Last week, the Oregon Supreme Court heard oral arguments on a pair of cases involving the Mortgage Electronic Registration Systems (MERS), an obscure organization created by lenders to streamline the bundling, buying and selling of mortgages. At issue is whether MERS can stand in for its member lenders on real estate deeds under Oregon law — and in effect trigger out-of-court foreclosures.
The central legal question in both cases is whether MERS can be considered a “beneficiary” under a 1959 law governing real estate deeds in Oregon. MERS was conceived in 1997 to track home mortgage loans and bypass local recording fees at the county level.
The Oregon Court of Appeals previously ruled on July 18 in Rebecca Niday v. GMAC Mortgage LLC that the beneficiary of a trust deed is the person to whom the debt is owed, which is not MERS. The court further ruled that lenders who use MERS to circumvent public recording can’t foreclose outside of the state court system.
If the high court rules against MERS, lenders would have to catch up on recording loan ownership in county records before pursuing a non-judicial foreclosure on any of those properties. Alternatively, they may choose to foreclose in court, as many lenders are doing already.
The Oregon Supreme Court has no deadline to decide Niday v. GMAC Mortgage, but justices usually issue a decision within nine months to one year after hearing oral arguments.

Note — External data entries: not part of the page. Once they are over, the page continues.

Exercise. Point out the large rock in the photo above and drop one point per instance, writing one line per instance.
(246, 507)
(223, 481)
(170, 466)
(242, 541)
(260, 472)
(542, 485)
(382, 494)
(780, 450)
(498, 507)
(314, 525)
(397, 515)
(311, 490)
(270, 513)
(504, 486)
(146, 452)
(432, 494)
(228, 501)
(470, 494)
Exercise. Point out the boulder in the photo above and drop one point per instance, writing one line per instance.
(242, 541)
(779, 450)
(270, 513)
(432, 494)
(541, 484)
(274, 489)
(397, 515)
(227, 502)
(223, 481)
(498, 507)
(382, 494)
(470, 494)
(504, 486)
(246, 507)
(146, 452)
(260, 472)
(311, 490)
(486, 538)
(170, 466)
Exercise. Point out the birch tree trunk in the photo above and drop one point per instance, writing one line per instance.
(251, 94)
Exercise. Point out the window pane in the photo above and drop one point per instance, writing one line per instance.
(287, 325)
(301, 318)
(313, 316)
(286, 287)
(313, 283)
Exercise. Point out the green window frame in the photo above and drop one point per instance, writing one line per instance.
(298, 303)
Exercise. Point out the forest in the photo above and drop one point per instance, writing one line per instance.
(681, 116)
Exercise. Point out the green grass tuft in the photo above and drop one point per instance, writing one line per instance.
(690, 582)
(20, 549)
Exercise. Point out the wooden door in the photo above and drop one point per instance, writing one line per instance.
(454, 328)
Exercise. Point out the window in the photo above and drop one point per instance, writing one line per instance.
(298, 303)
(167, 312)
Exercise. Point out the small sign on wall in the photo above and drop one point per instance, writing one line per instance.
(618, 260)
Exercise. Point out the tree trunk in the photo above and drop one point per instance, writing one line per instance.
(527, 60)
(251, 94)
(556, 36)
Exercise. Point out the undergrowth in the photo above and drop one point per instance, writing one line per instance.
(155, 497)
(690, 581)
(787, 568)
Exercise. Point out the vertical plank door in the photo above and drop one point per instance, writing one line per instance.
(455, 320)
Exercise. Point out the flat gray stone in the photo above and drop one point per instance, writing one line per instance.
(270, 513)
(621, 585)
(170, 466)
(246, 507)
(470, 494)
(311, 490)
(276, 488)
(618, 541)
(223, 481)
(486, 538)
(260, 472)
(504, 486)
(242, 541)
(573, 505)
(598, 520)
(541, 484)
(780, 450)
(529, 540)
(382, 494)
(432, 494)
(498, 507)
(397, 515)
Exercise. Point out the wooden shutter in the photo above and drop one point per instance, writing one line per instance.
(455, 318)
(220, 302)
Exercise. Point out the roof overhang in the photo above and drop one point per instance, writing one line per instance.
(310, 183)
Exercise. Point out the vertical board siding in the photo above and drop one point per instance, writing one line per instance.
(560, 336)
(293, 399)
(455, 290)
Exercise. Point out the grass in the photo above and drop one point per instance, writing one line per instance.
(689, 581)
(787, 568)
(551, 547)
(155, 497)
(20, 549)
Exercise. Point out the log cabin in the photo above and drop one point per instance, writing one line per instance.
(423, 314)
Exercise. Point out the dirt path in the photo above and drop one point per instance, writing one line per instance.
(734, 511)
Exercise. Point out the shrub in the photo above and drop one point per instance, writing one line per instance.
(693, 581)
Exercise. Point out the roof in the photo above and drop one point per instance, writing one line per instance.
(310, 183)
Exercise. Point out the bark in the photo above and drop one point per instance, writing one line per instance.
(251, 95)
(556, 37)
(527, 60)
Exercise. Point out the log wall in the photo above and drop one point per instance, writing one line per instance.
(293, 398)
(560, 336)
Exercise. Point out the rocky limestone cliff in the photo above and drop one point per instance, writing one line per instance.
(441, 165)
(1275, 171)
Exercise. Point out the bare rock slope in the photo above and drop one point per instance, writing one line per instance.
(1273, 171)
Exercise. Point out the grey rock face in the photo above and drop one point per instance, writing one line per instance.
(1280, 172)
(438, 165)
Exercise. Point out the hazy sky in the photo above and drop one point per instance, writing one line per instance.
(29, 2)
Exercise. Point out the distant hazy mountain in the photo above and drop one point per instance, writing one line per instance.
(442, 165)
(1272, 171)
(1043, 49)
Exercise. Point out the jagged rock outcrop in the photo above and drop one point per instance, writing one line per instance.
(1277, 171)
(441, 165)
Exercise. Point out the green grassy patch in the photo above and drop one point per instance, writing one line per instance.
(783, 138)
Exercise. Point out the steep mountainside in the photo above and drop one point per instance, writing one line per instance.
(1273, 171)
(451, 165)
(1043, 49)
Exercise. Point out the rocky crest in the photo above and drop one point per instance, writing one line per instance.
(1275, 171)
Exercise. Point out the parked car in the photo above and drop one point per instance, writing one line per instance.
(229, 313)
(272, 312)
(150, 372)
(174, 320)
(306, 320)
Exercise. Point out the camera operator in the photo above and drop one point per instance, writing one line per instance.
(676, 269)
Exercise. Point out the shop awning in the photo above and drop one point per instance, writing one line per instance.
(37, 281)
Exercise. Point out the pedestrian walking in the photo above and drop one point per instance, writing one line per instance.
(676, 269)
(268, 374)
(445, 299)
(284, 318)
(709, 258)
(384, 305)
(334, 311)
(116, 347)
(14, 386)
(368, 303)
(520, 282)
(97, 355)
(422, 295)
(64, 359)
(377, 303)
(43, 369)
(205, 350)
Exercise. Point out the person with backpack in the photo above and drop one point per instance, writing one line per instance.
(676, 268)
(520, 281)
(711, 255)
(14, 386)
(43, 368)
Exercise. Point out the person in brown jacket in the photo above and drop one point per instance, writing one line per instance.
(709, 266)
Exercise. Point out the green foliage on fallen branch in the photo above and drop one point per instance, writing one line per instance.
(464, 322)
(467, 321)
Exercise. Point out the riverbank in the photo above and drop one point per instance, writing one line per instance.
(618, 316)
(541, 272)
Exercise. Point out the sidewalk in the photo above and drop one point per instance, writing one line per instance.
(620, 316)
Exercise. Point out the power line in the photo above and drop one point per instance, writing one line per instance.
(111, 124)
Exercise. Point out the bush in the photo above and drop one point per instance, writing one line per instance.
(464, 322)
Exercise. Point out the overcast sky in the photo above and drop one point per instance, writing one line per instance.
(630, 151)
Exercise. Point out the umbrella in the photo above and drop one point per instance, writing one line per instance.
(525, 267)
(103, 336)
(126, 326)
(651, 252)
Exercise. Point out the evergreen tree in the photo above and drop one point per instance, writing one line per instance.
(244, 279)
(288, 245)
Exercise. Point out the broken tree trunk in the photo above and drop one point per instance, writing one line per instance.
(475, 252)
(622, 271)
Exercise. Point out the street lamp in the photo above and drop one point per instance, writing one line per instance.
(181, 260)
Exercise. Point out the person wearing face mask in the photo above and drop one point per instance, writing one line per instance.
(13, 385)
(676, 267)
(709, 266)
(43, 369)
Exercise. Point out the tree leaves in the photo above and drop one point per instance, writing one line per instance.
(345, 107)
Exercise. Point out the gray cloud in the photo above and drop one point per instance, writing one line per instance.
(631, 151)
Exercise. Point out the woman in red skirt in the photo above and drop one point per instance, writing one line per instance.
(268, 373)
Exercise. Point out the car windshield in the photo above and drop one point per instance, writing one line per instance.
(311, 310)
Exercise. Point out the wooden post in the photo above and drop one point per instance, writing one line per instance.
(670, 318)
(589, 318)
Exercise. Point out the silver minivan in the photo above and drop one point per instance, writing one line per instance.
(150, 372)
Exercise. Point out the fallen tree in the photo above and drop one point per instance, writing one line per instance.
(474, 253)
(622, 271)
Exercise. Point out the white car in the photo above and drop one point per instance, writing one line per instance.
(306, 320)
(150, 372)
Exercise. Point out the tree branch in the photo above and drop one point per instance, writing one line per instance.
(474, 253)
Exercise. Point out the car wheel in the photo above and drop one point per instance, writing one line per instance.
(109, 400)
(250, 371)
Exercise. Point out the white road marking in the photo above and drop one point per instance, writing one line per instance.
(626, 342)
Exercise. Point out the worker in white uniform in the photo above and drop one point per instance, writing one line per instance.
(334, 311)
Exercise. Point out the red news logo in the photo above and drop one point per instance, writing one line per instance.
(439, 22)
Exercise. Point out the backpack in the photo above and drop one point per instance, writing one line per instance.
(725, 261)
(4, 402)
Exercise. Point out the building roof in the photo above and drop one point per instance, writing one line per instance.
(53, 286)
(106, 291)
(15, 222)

The court could take months to decide on the cases, though it may choose to rule more quickly given the pressing nature of the foreclosure crisis.
Additionally, Oregon lawmakers could change the 1959 law in question; the 2013 session opened January 14, and lawmakers could get down to business starting February 4.
The future of thousands of foreclosure cases in Oregon are now in the hands of the state’s highest court.